PDF(Sci-hub)
Abstract:
Extracellular plaques, the hallmark of Alzheimer\'s disease brains, consist of insoluble amyloid fibrils that result from the aggregation of amyloid beta peptides. None of the few therapeutic options currently adopted, address the cause of the disease. Instead, they reduce symptom of the disease. Inhibition of aggregation or destabilization of aggregates therefore, emerges as a preferable therapeutic approach. Designing inhibitors or destabilizers demands comprehensive knowledge of the residues of amyloid beta responsible for the phenomenal structural stability of the aggregate. For the purpose, we have compared the effect on structural destabilization of 13 in silico mutations (single and double) with the wild type counterpart of beta-strand-turn-beta-strand motif of the amyloid beta protofibrils by molecular dynamics simulation. Besides the already known salt bridge interaction between K28 and D23, our analyses expose more significant role of K28 as the only positive charge present in the vicinity.
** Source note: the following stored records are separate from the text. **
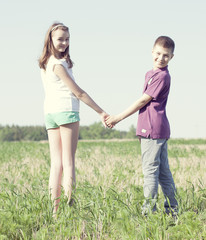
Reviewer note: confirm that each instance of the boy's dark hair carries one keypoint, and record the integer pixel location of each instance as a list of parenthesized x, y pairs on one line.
[(165, 42)]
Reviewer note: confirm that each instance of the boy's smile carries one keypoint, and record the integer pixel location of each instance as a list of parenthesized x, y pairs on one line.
[(161, 56)]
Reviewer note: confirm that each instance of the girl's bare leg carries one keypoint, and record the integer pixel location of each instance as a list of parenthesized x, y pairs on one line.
[(55, 146), (69, 137)]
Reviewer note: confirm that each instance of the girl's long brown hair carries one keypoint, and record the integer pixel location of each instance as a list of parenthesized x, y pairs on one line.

Amongst the two consecutive aromatic residues, F19 is involved in stacking interaction; although effect of F20 mutation is more pronounced. Face to face arrangement of A21 and V36 acts as a pillar maintaining the necessary optimum distance between consecutive chains to promote stabilizing interactions. In addition to providing stability to the first beta-strand, large sized negatively charged E22 facilitates salt bridge formation by ensuring fixed relative position of D23 and in turn K28. Likewise, the hydrophobic residues I32 and L34 pack the protofibril core, once again fostering salt bridge interaction. Prospectively, these findings may be compiled for efficient identification or design of scaffolds accountable for protofibril destabilization.Communicated by Ramaswamy H. Sarma.
摘要:
细胞外斑块,阿尔茨海默病大脑的标志,由淀粉样β肽聚集产生的不溶性淀粉样原纤维组成。目前采用的少数治疗选择都没有,解决疾病的原因。相反,它们减少了疾病的症状。因此,抑制聚集体的聚集或不稳定,作为一种优选的治疗方法出现。设计抑制剂或去稳定剂需要对β淀粉样蛋白残基的全面了解,这些残基负责聚集体的显着结构稳定性。出于目的,我们通过分子动力学模拟比较了淀粉样蛋白β原原纤维的β-链-转角-β-链基序的13个芯片突变(单和双)与野生型对应物对结构不稳定的影响.除了已知的K28和D23之间的盐桥相互作用之外,我们的分析揭示了K28作为附近存在的唯一正电荷的更重要的作用。在两个连续的芳香残基中,F19参与堆叠相互作用;尽管F20突变的影响更明显。A21和V36的面对面布置充当支柱,维持连续链之间的必要最佳距离以促进稳定相互作用。除了为第一β链提供稳定性外,大尺寸的带负电荷的E22通过确保D23和K28的固定相对位置来促进盐桥形成。同样,疏水残基I32和L34包装原纤核,再次促进盐桥互动。Prospective,这些发现可用于有效鉴定或设计导致原原纤维不稳定的支架。由RamaswamyH.Sarma沟通。